Queensland activist Wayne Wharton targets Albanese in campaign to quash the voice
Anthony Albanese’s electorate has been targeted by one of Queensland’s most popular grassroots Aboriginal activists.
Anthony Albanese has been targeted by one of Queensland’s veteran Aboriginal activists, Wayne Wharton, who spent the weekend campaigning against the voice across the Prime Minister’s Sydney seat.
The traditional owner and Kooma man from Cunnamulla in western Queensland accused Mr Albanese and the government of lying to Australian voters about the voice, which he believes is opposed by a majority of Indigenous people.
Mr Wharton and a group of eight fellow campaigners travelled to Sydney to letterbox-drop thousands of “vote no” flyers to the homes of voters in Mr Albanese’s electorate of Grayndler, as well as across the neighbouring electorate of Barton, held by Indigenous Australians Minister Linda Burney.
Banners proclaiming “F..k your voice, it’s not ours” hung behind the group as its members met people at markets and shops.
“How do 16 million people get to decide how 800,000 of us live?” Mr Wharton said.
“On false information, they are going to go to the polls to create a mechanism that disempowers the sovereignty of First Nations people. These people have the right to know what the majority of blackfellas out there actually want.”
Mr Wharton, a member of the Sovereign Embassies Working Group, warned the voice in its current form would take away self-determination by giving power to a panel of “cherrypicked blackfellas”.
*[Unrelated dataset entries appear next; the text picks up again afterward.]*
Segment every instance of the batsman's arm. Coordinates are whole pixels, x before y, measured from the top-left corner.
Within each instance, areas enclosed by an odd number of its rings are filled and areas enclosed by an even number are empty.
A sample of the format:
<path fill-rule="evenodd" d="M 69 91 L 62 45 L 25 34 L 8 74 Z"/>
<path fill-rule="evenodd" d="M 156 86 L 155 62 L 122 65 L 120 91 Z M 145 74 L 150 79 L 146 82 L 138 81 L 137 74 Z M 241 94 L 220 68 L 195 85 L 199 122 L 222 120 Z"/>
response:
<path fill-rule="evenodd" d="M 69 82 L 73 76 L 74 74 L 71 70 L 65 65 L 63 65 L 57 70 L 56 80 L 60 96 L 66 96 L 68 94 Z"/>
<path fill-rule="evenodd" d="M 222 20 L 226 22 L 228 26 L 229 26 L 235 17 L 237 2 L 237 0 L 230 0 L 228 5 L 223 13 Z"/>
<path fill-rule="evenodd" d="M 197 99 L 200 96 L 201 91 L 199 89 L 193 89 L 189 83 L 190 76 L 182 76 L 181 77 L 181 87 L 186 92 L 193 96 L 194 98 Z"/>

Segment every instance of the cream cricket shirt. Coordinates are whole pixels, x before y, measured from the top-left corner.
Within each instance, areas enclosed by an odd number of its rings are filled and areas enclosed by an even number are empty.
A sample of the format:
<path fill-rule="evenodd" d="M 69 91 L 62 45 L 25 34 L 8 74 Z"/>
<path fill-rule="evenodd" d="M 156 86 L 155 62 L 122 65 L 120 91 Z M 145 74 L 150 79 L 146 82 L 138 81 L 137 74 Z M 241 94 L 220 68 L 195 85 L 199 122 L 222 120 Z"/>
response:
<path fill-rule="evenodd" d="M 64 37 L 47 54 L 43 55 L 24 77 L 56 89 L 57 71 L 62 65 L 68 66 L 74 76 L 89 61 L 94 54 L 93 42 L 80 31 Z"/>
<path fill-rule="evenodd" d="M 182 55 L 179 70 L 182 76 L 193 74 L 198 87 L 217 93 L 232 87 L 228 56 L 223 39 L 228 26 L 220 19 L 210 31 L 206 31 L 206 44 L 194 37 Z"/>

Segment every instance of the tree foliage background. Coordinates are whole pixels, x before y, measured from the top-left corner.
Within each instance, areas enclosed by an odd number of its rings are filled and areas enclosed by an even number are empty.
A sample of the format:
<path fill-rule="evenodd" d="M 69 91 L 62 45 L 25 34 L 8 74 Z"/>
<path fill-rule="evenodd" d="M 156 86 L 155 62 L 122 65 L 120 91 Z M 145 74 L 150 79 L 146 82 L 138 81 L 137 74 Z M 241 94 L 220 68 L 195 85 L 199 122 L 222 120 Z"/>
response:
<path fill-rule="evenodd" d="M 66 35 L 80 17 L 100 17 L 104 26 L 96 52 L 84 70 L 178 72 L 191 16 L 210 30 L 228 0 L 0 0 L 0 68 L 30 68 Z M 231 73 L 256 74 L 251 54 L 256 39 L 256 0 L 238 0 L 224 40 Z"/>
“The first law that we grow up with when we are taught to live in this county is that we don’t talk about other people’s country,” he said.
“These people choose to ignore in return for six-figure fees, and positions and social security … they will be cherrypicked blackfellas that sing the song the government or any other governments want to hear.” Mr Wharton believes a treaty is the better step towards reconciliation and is getting others to put their name to a petition in support of that.
The trip to Sydney is the first in a series of roadshows Mr Wharton hopes to conduct in the lead-up to a referendum, spurred forward by the “really positive” and “encouraging” reception at Marrickville train station, markets, local shopping centres and the Redfern Festival.
“People have been saying to us that they are concerned about the lack of information and the lack of security and detail about First Nations peoples’ rights,” Mr Wharton said.
“That’s what is coming out loud and clear in our two days here. That’s pretty amazing, I didn’t think it was so obvious.
“They say they appreciated us coming down here to have the conversation because they were believing that they were doing the right thing by supporting the yes vote, to find out that they were tightening the rope.
“It's not fair that people should be put in that position.”
The campaigner now has his sights on Melbourne, held by Greens leader Adam Bandt and independent MP Zali Steggall’s Sydney seat of Warringah, which the group hopes to visit in the coming months.
The Indigenous voice to parliament has been contentious among First Nations communities. Invasion Day rallies nationwide on January 26 became a platform for the grassroots No campaign.
The Queensland activist’s campaign is separate from that being run by independent senator Lidia Thorpe, although he backs her stand.
The former Greens senator resigned from the party last month after disagreeing with its stance on the voice, moving to the Senate crossbench to stand for black sovereignty.
“The Greens should be very ashamed of themselves,” Mr Wharton said.
“Especially the leader. If anyone has to look themselves in the mirror, it should be him.”